Joseph and I have recently had some discussion on the idea of random streams which could work as you describe (The full discussion was in the digitalmars.D thread titled "isUniformRNG"). A finalized design would be dependent on Phobos's redesign of streams. But an unofficial design does exist, as it was needed for a crypto RNG I wrote[1][2]. An "RNG -> RNG stream" adapter could easily be written.

[1] Original version:
https://github.com/Abscissa/DAuth/blob/master/src/dauth/hashdrbg.d

[2] Phobos submission:
https://github.com/D-Programming-Language/phobos/pull/2208

> 4. I'd just like to say the idea of using ranges for seeds gets me giddy
> because I could totally see a range that queries https://random.org for
> true random bits to seed with, wrapped by a range that zeroes out the
> memory on popFront. Convenient and safe (possibly? Needs review before I
> get excited, obviously) for crypto purposes!

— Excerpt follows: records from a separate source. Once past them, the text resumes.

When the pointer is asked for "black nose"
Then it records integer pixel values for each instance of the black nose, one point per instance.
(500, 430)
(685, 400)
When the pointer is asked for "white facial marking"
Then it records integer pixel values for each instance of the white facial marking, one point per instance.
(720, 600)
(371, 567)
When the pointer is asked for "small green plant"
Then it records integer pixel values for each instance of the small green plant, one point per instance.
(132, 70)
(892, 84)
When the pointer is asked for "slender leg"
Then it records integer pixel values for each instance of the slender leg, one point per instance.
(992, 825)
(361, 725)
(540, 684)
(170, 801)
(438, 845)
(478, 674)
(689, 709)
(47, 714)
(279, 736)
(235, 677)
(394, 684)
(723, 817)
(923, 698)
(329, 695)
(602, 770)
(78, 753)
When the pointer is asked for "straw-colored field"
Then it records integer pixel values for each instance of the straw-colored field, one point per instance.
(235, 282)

Personally, I wouldn't trust an internet-hosted RNG for crypto purposes as there's too many ways it could go wrong on either end. However, *mixing* it in as an additional source of entropy (together with a local source of non-determinism and a proper crypto-grade PRNG such as Hash_DRBG) sounds promising to me. Although I'm not a cryptography expert.

> 5. Another possible improvement would be something akin to a "remix"
> function. It should work identically to reseeding, but instead of
> setting the internal state to match the seed (as I see in
> https://github.com/WebDrake/hap/blob/master/source/hap/random/generator.d#L485),
> remixing should probably be XOR'd into the current state. That way if
> you have a state based on some real entropy, you can slowly, over time,
> drip in more entropy into the state.

Interesting that you mention that. Hash_DRBG does pretty much that (although it's a little more complicated than an simple XOR). While I'm not particularly familiar with any others, I'd imagine that's probably a typical behavior among cryptographic PRNGs in general.